Abbiamo detto che affrontare il mercato con un sito e-commerce è un progetto complesso che prevede un lavoro di analisi non indifferente e una serie di domande a cui bisogna saper dare delle risposte.

Se diciamo di conoscere il nostro mercato vuol dire che sapremo conoscere il comportamento dei possibili acquirenti, le potenzialità dei nostri concorrenti, quali scenari presenti e futuri si pareranno noi davanti e come sapremo dare delle risposte.

Dovremo sapere, in particolare sul web, come si muovono e chi sono i nostri concorrenti, se ci andremo a rivolgere a una platea geograficamente definita e se il nostro mercato sarà locale: nazione, regione, provincia, città, quartiere o globale.

Altro aspetto fondamentale è conoscere il comportamento del nostro mercato, se ad esempio è costante durante tutto il corso dell’anno, se ci sono dei picchi, se c’è un periodo in cui si vende o se c’è un periodo in cui non si vende o si vende poco, se c’è un periodo in cui è necessario fare delle promozioni o se come azienda si partecipa ad eventi e fiere che vanno sostenute e incoraggiate, dal punto di vista della comunicazione, anche on line e attraverso l’ecosistema web aziendale.

Se parliamo di un negozio on line che vende elettronica, libri, oggetti per la casa, giocattoli, è molto probabile che dovremo essere attrezzati sotto Natale (a partire da novembre) ad avere un afflusso di clienti maggiore e un picco di vendite non indifferente.
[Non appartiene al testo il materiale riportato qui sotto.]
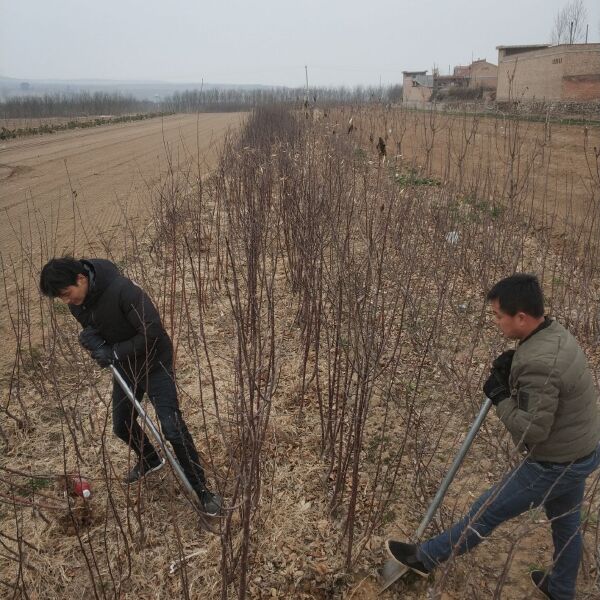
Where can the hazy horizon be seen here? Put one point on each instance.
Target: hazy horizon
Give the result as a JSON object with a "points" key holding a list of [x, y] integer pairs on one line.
{"points": [[268, 43]]}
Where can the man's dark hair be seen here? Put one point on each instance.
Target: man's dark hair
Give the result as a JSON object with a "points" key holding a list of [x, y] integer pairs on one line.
{"points": [[58, 274], [519, 293]]}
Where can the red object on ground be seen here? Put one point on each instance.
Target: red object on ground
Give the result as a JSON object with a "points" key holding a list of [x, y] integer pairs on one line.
{"points": [[81, 487]]}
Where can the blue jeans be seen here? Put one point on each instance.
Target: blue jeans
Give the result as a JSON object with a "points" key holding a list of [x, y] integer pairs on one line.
{"points": [[558, 488]]}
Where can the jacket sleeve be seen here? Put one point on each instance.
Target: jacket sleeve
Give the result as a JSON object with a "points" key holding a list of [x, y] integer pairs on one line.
{"points": [[144, 318], [529, 412]]}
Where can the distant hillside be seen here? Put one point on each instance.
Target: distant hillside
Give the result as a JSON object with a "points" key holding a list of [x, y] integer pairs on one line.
{"points": [[141, 90]]}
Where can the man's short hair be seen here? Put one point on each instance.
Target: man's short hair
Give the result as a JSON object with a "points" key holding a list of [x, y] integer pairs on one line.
{"points": [[519, 293], [58, 274]]}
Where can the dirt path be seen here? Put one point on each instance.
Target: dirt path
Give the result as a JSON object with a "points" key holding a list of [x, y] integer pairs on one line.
{"points": [[60, 193]]}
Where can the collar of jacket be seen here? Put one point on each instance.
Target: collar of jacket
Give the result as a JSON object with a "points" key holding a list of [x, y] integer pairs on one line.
{"points": [[546, 323]]}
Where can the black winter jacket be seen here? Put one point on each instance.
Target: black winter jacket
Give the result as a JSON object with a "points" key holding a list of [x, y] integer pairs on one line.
{"points": [[125, 317]]}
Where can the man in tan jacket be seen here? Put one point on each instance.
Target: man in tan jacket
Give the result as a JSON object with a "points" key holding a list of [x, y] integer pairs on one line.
{"points": [[545, 395]]}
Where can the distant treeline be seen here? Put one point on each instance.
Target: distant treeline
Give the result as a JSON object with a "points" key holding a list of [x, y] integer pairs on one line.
{"points": [[211, 100], [72, 105], [221, 100]]}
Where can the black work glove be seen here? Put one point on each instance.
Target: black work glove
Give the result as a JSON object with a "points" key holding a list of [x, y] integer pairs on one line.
{"points": [[103, 355], [496, 387], [91, 339]]}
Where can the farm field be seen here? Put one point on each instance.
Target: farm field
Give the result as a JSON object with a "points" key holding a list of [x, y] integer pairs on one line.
{"points": [[82, 189], [326, 303]]}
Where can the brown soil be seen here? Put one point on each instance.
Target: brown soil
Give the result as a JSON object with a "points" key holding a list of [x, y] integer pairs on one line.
{"points": [[63, 193]]}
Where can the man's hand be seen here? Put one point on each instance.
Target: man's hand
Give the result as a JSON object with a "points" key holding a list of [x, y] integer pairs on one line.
{"points": [[503, 362], [104, 355], [496, 387], [91, 339]]}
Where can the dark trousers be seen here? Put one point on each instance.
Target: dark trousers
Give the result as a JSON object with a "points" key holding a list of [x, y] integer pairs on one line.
{"points": [[159, 384]]}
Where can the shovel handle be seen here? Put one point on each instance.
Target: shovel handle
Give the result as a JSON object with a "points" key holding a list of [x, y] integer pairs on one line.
{"points": [[437, 500], [393, 570], [147, 421]]}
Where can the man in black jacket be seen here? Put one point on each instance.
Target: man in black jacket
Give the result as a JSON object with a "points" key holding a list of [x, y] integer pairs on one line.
{"points": [[121, 326]]}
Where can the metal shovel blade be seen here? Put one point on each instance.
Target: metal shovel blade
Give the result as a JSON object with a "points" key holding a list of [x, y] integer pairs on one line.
{"points": [[390, 573], [392, 570]]}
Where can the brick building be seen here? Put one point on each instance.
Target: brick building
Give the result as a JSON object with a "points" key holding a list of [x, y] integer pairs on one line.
{"points": [[568, 72], [480, 74], [418, 87]]}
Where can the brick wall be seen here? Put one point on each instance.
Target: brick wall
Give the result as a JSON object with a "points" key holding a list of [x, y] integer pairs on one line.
{"points": [[567, 72]]}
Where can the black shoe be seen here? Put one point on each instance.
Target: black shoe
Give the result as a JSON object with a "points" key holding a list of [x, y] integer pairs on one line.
{"points": [[540, 580], [143, 468], [406, 554], [210, 503]]}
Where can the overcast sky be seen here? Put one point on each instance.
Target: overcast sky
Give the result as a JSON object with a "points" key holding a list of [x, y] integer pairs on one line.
{"points": [[343, 42]]}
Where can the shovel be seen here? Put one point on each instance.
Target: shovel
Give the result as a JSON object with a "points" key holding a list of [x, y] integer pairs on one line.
{"points": [[147, 421], [392, 570]]}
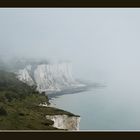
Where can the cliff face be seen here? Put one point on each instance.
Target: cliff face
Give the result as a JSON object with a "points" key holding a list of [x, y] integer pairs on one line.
{"points": [[49, 77], [52, 78], [65, 121]]}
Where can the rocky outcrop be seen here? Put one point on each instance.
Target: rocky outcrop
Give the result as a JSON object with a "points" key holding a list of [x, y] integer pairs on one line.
{"points": [[49, 77], [65, 121]]}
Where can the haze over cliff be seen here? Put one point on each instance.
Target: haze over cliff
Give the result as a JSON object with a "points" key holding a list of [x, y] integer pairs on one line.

In questo caso la disponibilità della merce, la logistica, l’organizzazione aziendale, il software di e-commerce dovranno funzionare alla perfezione anche sotto stress. Sarà assolutamente necessario non perdere colpi e soddisfare i propri clienti in tutto e per tutto, compresa la possibilità di offrire confezioni regalo, la consegna in un giorno prestabilito, la possibilità di allegare un biglietto d’auguri eccetera, eccetera.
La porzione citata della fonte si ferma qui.